I limiti, però, sono evidenti. Anzitutto il congedo viene meno se il rapporto di lavoro cessa all’inizio o durante il periodo di congedo. Questo significa che in un momento di estrema fragilità che vede la nascita di un bambino congiuntamente alla perdita del lavoro, la situazione viene acutizzata anche dalla perdita dell’indennità di congedo parentale. Inoltre, al contrario di quanto accade negli altri paesi europei, in Italia si percepisce solo il 30% della retribuzione media giornaliera entro i primi sei anni di età del bambino. Sul sito dell’Inps si spiega inoltre che dai 6 agli 8 anni di vita del bambino, è possibile mantenere questo importo se “il reddito individuale del genitore richiedente è inferiore a 2,5 volte l’importo annuo del trattamento minimo di pensione ed entrambi i genitori non ne abbiano fruito nei primi sei anni o per la parte non fruita anche eccedente il periodo massimo complessivo di sei mesi”. Un calcolo abbastanza complesso, che tanti genitori rinunciano a farlo in partenza. Non stupirà dunque che dagli 8 ai 12 anni di vita del bambino il congedo non è retribuito.
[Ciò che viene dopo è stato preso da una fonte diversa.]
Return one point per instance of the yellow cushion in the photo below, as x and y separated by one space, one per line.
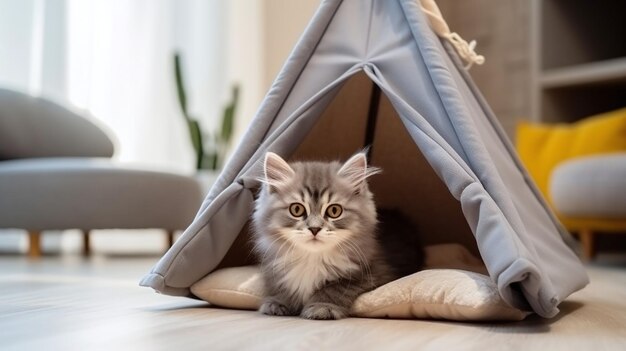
542 146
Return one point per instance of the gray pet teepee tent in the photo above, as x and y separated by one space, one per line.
446 161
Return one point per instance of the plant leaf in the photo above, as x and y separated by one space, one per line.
180 85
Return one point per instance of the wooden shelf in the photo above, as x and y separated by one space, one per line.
605 71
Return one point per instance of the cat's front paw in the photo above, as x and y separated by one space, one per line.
274 308
323 311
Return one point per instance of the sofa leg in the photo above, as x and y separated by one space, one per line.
586 239
86 243
170 238
34 244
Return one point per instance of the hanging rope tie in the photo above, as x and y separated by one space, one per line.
465 49
440 27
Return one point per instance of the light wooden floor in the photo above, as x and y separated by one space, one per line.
70 303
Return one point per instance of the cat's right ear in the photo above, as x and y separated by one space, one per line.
277 171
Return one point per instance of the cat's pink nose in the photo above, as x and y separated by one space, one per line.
315 230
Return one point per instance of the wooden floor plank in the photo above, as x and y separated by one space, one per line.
95 303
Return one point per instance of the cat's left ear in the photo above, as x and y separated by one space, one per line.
356 171
277 171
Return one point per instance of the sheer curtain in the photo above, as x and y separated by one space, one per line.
113 60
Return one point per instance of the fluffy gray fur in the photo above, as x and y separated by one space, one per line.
314 265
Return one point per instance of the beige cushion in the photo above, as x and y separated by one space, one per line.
451 294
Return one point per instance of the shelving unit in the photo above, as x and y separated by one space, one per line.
578 58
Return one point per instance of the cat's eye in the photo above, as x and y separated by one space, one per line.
334 211
297 209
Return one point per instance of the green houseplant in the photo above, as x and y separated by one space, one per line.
210 149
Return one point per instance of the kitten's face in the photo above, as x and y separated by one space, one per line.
315 206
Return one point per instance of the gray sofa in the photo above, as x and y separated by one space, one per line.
56 173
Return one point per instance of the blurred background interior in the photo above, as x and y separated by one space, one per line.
171 85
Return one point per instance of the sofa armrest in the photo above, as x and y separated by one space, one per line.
35 127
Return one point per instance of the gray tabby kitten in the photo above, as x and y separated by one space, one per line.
315 231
Infine, non esiste per i genitori la possibilità di verificare i giorni di congedo richiesti e sapere quanti ne rimangono: devono fare questi calcoli da soli nella speranza di non sbagliarsi. Il datore di lavoro non è tenuto a farlo e sul sito dell’Inps, pur entrando nel proprio profilo, si ha solo un quadro del periodo di riferimento (inizio e fine), ma senza il computo di festività, ferie e giorni di riposo.  Lo stesso congedo parentale straordinario (messo in atto per l’emergenza Covid-19) ha mostrato tutta la miopia delle istituzioni rispetto alle reali esigenze dei lavoratori con figli. Nonostante le scuole siano restate chiuse a lungo (e alcune lo sono ancora oggi), il permesso era di appena 15 giorni, poi esteso a 30. La retribuzione? Il 50%. Un prezzo che molte famiglie non potevano permettersi. “A questo punto è più conveniente la cassa integrazione”, è stato un commento frequente.
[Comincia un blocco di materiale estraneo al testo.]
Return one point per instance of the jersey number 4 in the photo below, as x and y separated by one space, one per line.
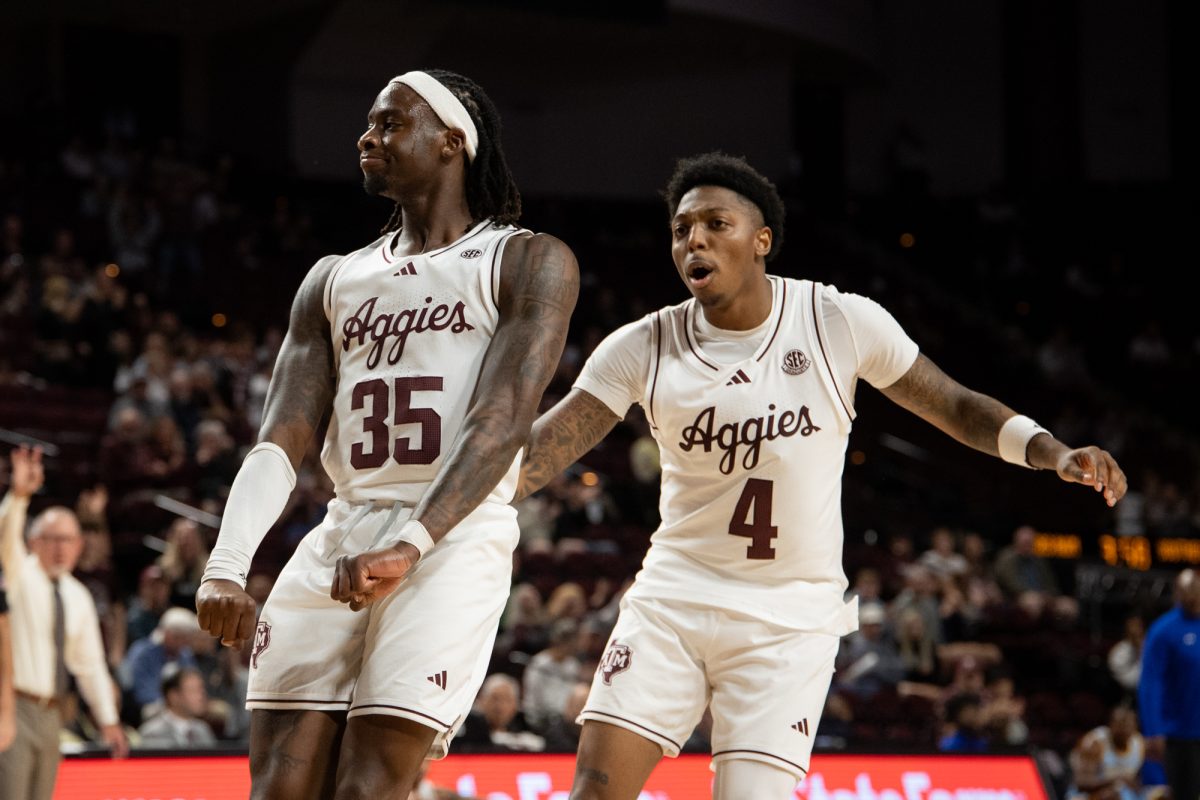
751 518
377 427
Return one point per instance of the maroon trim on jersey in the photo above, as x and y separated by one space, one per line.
687 335
294 701
329 287
466 239
388 244
401 708
779 322
605 714
759 752
496 256
833 377
657 332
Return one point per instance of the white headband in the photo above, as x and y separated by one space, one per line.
449 108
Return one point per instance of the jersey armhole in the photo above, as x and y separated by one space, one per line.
498 265
655 358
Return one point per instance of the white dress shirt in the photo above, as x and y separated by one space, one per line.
31 611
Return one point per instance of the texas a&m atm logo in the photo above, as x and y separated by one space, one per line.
616 660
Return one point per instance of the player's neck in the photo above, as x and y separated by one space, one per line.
745 311
432 221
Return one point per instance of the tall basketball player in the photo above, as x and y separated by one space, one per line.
430 349
749 390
Una questione di importanza cruciale

Il congedo di paternità, e più in generale la questione dei congedi parentali, è una di quelle cose che impattano diverse sfere del vivere privato e sociale. Coinvolge la salute del bambino, la salute delle mamme, specialmente dopo il parto, un diritto troppo a lungo negato ai papà, la felicità di tutta la famiglia. Ma si tratta anche di combattere la disparità di genere, di guardare ai diritti e doveri dei genitori indipendentemente dal genere stesso e dall’orientamento sessuale. E ancora, è anche questione di aiutare le donne a superare tutte le difficoltà con le quali sono costrette a scontrarsi nel momento in cui vogliono lavorare ed essere madri. Due cose che purtroppo oggi, se non si escludono a vicenda, entrano troppo spesso in conflitto. Serve un passo deciso in avanti: da parte delle istituzioni, e ancora prima, dei singoli, chiamati a essere i primi protagonisti di un cambiamento culturale.